If you’re unsure, she recommends retesting in six to 12 months.
“If it is the beginning of clinically significant cognitive decline, it won’t go away, whereas there are other cognitive complaints that are transitory. So people that have sleep problems, people on psychotropics or anticholinergics, people who are depressed and anxious, can have a lot of problems with their cognition.”
“And once they’re treated or taken off those medications, their cognitive complaints resolve, whereas someone who’s in this preclinical stage that won’t resolve. You could treat all those other things, and it will still be there.”

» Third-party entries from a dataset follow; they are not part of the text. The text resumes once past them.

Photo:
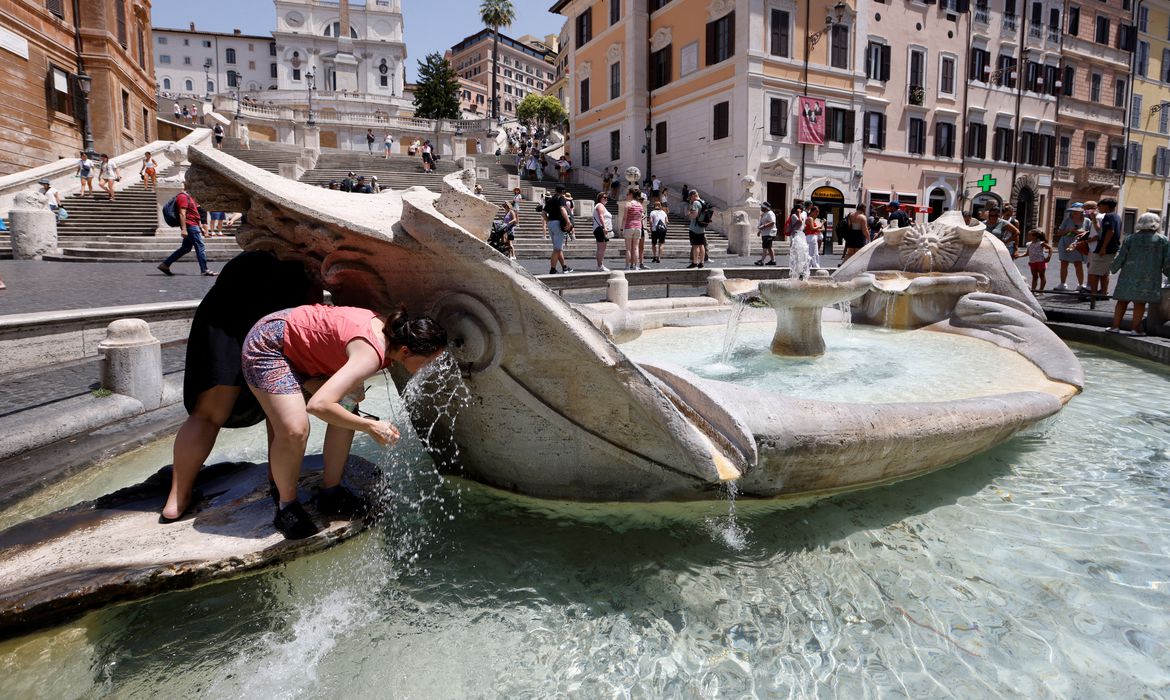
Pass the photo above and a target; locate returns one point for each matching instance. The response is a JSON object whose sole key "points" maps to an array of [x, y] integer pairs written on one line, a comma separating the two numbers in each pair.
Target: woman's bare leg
{"points": [[290, 434], [194, 441]]}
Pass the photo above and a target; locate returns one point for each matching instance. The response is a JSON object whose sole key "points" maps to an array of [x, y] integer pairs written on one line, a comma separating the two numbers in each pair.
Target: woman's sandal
{"points": [[195, 496]]}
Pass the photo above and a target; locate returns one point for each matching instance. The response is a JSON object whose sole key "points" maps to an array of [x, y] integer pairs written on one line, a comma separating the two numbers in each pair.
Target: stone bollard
{"points": [[34, 227], [617, 289], [715, 288], [740, 237], [133, 362]]}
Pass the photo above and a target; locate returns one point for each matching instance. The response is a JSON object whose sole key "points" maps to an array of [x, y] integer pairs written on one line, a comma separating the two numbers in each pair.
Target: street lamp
{"points": [[84, 84], [309, 83], [838, 12]]}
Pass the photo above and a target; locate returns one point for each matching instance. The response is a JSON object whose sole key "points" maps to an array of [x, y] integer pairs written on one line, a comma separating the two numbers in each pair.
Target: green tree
{"points": [[436, 94], [495, 14], [541, 110]]}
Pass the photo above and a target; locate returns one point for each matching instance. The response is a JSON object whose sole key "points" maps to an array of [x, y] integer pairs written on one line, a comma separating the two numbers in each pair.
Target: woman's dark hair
{"points": [[420, 336]]}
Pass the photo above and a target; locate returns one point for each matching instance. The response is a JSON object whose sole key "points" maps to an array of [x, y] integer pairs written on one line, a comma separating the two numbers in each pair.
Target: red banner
{"points": [[811, 121]]}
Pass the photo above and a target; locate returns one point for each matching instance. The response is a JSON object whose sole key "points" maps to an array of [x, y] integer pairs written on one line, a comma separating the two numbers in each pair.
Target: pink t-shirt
{"points": [[316, 335], [633, 215]]}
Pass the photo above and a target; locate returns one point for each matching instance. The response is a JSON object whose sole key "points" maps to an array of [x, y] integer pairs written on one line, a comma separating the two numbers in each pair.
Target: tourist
{"points": [[1039, 253], [108, 175], [252, 286], [895, 218], [814, 232], [1071, 249], [85, 167], [857, 235], [1002, 230], [632, 225], [428, 157], [695, 230], [1141, 259], [766, 233], [1108, 242], [603, 228], [559, 222], [658, 231], [191, 228], [510, 221], [149, 171], [346, 345]]}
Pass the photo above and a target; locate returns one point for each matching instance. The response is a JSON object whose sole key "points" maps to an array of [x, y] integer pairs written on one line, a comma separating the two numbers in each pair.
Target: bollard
{"points": [[715, 289], [34, 227], [617, 289], [133, 362]]}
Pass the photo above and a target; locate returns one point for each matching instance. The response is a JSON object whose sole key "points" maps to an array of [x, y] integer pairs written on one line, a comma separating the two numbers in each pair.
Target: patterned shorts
{"points": [[265, 365]]}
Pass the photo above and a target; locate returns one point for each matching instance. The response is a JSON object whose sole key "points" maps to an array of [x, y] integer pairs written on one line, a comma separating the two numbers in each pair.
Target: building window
{"points": [[981, 64], [61, 91], [660, 67], [976, 139], [119, 15], [721, 39], [584, 27], [916, 142], [944, 139], [1004, 146], [780, 34], [838, 124], [778, 117], [839, 46], [721, 121], [878, 61], [874, 131], [1102, 31]]}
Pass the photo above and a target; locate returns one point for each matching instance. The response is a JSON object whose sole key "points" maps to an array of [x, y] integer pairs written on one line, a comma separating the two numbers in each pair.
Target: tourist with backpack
{"points": [[183, 211]]}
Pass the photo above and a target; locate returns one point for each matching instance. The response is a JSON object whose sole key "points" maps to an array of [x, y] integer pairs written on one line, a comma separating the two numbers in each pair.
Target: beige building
{"points": [[56, 95], [525, 66]]}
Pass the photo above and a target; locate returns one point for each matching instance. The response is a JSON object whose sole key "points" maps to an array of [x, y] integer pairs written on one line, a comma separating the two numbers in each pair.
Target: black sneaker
{"points": [[341, 502], [294, 522]]}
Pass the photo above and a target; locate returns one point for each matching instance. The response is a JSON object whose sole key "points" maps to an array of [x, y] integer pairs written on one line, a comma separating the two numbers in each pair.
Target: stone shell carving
{"points": [[661, 39]]}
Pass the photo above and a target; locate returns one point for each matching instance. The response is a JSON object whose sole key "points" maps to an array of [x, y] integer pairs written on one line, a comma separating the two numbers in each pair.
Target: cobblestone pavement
{"points": [[60, 383]]}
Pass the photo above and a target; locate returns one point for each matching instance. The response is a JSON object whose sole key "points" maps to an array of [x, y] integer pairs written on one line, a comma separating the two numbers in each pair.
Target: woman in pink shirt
{"points": [[341, 345], [632, 226]]}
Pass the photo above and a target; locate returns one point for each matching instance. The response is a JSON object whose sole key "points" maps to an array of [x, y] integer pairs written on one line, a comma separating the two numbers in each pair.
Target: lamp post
{"points": [[309, 83], [84, 84]]}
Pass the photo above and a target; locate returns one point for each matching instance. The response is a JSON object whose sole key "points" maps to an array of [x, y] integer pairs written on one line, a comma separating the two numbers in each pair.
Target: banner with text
{"points": [[811, 121]]}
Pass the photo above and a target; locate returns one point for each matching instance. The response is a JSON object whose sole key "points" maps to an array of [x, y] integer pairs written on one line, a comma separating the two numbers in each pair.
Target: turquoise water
{"points": [[1040, 569]]}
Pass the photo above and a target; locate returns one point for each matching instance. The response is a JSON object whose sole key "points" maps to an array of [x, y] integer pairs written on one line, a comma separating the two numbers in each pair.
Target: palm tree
{"points": [[496, 14]]}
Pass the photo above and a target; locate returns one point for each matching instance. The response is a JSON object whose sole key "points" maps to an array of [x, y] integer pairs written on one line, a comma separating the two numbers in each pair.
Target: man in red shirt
{"points": [[192, 234]]}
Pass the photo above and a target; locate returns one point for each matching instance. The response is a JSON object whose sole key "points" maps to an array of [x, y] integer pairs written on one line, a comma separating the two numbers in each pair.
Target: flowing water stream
{"points": [[1040, 569]]}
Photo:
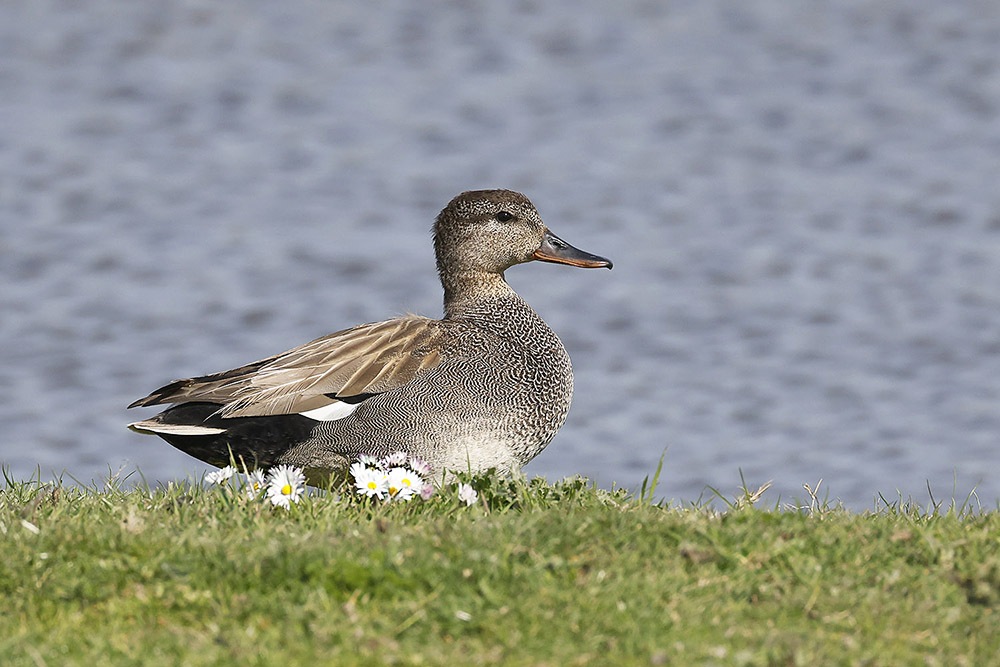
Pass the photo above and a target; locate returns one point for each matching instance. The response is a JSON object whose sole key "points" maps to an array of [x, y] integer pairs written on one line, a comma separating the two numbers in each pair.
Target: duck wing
{"points": [[366, 359]]}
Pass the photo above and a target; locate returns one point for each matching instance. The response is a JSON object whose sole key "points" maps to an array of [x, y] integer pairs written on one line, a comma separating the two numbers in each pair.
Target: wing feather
{"points": [[366, 359]]}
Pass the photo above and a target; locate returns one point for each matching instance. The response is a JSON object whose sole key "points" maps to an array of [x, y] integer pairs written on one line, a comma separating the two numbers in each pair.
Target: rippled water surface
{"points": [[801, 202]]}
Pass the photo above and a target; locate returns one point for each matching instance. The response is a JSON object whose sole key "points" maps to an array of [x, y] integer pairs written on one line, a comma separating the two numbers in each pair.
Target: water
{"points": [[801, 204]]}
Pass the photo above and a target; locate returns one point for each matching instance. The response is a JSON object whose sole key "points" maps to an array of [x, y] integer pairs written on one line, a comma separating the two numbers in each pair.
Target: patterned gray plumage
{"points": [[489, 385]]}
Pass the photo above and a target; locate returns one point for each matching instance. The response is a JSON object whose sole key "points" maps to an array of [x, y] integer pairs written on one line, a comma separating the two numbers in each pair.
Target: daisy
{"points": [[220, 476], [403, 483], [285, 485], [467, 494], [255, 483], [369, 481], [368, 460]]}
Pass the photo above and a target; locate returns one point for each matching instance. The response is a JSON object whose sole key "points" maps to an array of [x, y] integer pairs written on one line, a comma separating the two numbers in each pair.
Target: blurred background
{"points": [[801, 201]]}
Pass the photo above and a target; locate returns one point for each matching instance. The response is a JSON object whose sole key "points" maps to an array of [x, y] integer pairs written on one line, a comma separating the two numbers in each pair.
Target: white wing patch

GPs can also encourage patients to take part in research, like the CogCoach-Health trial Professor Anstey is leading.
Conducted completely online, this study is exploring whether lifestyle interventions can reduce risk factors and slow cognitive decline in people with MCI and SCD.
Participants in the intervention group receive an e-learning program with activities, videos and educational material, plus sessions with an exercise physiologist, dietician, and psychologist who prescribe personalised exercise, dietary and cognitive training strategies. They also get 12-months of access to an evidence-based cognitive training package and the Standing Tall app—which supports ongoing physical activity.
Participants randomised to the control group get weekly emails that mirror the e-learning course, and full access to it at the end of the study.
Cognitive function and medical/behavioural risk factors are assessed at entry and 3, 6 and 12 months thereafter.
“What’s really novel about this trial is that it’s done completely online, which means we can reach into those regional and rural areas as well as anyone living in a city,” Professor Anstey says. “So it’s very accessible, and that’s been a bit of a barrier to participation in these sorts of studies before.”
“Participants get a lot of support from the research team which includes clinicians as well as research staff.”
If successful, the trial will hopefully lead to development of a package GPs can offer to patients with cognitive complaints or MCI.
They are seeking more participants, who need to be aged 65 years or older with changes in memory or cognition or an MCI diagnosis. The research team will conduct comprehensive eligibility screening.